OPTIONS

Considerations for Selecting Shard Keys

Choosing a Shard Key

For many collections there may be no single, naturally occurring key that possesses all the qualities of a good shard key. The following strategies may help construct a useful shard key from existing data:

  1. Compute a more ideal shard key in your application layer, and store this in all of your documents, potentially in the _id field.

  2. Use a compound shard key that uses two or three values from all documents that provide the right mix of cardinality with scalable write operations and query isolation.

  3. Determine that the impact of using a less than ideal shard key is insignificant in your use case, given:

    • limited write volume,
    • expected data size, or
    • application query patterns.
  4. New in version 2.4: Use a hashed shard key. Choose a field that has high cardinality and create a hashed index on that field. MongoDB uses these hashed index values as shard key values, which ensures an even distribution of documents across the shards.

    Tip

    MongoDB automatically computes the hashes when resolving queries using hashed indexes. Applications do not need to compute hashes.

Considerations for Selecting Shard Key

Choosing the correct shard key can have a great impact on the performance, capability, and functioning of your database and cluster. Appropriate shard key choice depends on the schema of your data and the way that your applications query and write data.

Create a Shard Key that is Easily Divisible

An easily divisible shard key makes it easy for MongoDB to distribute content among the shards.
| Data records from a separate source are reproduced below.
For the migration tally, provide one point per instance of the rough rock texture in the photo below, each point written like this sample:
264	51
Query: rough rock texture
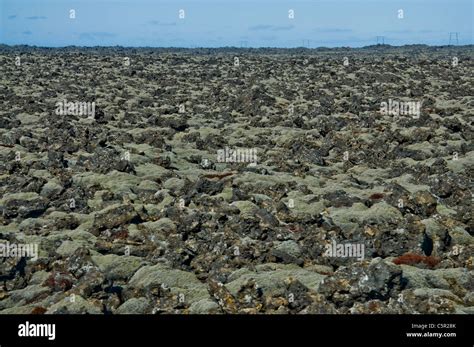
135	210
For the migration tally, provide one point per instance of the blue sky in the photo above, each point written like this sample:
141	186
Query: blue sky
257	23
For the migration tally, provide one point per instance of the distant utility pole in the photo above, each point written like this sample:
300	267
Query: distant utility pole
454	37
380	40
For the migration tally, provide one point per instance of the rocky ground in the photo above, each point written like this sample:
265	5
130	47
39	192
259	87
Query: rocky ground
133	212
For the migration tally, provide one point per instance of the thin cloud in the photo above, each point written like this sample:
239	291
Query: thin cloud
332	30
267	27
36	17
92	36
163	24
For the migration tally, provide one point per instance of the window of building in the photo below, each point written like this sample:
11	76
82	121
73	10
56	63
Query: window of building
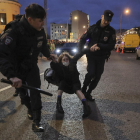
3	19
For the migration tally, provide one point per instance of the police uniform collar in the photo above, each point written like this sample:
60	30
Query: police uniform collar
27	26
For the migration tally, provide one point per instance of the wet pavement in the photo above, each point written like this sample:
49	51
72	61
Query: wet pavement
115	112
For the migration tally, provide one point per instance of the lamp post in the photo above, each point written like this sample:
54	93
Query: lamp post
126	12
67	31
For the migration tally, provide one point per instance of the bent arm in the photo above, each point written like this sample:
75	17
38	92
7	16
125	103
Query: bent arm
7	46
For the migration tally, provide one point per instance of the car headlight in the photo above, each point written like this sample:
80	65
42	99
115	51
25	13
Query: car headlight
74	50
85	47
58	51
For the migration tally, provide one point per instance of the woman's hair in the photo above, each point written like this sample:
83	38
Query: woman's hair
62	55
35	11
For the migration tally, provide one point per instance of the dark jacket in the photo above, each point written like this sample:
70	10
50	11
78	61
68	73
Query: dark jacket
105	38
69	73
20	45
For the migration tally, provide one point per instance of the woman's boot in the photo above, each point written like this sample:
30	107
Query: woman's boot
59	106
86	109
36	127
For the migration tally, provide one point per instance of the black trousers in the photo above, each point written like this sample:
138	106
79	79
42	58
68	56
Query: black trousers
95	69
69	87
32	101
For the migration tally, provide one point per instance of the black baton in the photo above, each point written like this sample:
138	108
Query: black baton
27	87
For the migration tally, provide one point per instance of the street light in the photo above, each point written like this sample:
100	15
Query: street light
67	31
127	11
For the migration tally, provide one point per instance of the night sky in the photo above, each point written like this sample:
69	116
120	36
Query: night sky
59	11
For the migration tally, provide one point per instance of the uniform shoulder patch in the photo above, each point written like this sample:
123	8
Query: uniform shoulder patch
8	40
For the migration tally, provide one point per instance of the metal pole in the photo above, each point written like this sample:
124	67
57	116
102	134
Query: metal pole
45	24
120	24
67	32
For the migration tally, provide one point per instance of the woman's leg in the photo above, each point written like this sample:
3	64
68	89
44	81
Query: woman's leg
86	107
58	105
80	94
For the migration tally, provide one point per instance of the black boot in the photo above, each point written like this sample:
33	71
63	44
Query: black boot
16	93
84	88
59	106
89	97
30	114
86	109
36	127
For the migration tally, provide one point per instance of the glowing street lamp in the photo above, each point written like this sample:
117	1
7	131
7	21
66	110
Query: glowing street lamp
127	11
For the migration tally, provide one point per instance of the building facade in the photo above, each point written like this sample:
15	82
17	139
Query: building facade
8	10
59	31
79	24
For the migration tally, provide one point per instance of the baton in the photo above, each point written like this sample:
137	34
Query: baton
27	87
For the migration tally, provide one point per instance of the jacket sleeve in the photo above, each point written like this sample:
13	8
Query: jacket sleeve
7	46
84	37
111	43
79	55
45	49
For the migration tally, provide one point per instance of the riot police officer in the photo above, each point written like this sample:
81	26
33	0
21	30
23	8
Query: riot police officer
20	44
102	39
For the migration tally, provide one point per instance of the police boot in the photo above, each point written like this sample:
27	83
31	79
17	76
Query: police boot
84	88
59	106
16	93
86	109
36	127
30	114
89	97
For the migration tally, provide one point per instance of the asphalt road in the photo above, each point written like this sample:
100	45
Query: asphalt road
115	112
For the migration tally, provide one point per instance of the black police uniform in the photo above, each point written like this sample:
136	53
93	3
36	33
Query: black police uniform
20	45
105	38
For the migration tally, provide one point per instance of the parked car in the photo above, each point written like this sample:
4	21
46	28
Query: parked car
129	42
71	48
138	52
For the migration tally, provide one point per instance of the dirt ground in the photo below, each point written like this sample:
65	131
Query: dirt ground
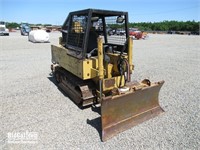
31	103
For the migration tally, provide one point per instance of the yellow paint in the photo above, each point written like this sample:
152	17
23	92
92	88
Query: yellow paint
100	58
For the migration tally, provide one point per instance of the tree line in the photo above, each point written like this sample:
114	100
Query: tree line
146	26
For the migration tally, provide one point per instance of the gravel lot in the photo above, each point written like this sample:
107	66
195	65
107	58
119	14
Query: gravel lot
31	102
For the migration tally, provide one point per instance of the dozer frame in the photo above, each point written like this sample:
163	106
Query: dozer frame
93	65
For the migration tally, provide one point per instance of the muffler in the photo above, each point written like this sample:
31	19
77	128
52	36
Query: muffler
121	112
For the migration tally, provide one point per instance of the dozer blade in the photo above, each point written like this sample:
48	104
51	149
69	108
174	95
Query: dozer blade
121	112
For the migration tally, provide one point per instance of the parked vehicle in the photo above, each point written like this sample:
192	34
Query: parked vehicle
135	33
3	29
120	32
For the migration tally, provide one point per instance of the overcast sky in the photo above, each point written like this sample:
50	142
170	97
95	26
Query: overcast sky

Shard keys that have a limited number of possible values can result in chunks that are “unsplittable”.

For instance, if a chunk represents a single shard key value, then MongoDB cannot split the chunk even when the chunk exceeds the size at which splits occur.

See also

Cardinality

Create a Shard Key that has High Degree of Randomness

A shard key with high degree of randomness prevents any single shard from becoming a bottleneck and will distribute write operations among the cluster.

See also

Write Scaling

Create a Shard Key that Targets a Single Shard

A shard key that targets a single shard makes it possible for the mongos program to return most query operations directly from a single specific mongod instance. Your shard key should be the primary field used by your queries. Fields with a high degree of “randomness” make it difficult to target operations to specific shards.

See also

Query Isolation

Shard Using a Compound Shard Key

The challenge when selecting a shard key is that there is not always an obvious choice. Often, an existing field in your collection may not be the optimal key. In those situations, computing a special purpose shard key into an additional field or using a compound shard key may help produce one that is more ideal.

Cardinality

Cardinality in the context of MongoDB, refers to the ability of the system to partition data into chunks. For example, consider a collection of data such as an “address book” that stores address records:

  • Consider the use of a state field as a shard key:

    The state key’s value holds the US state for a given address document. This field has a low cardinality as all documents that have the same value in the state field must reside on the same shard, even if a particular state’s chunk exceeds the maximum chunk size.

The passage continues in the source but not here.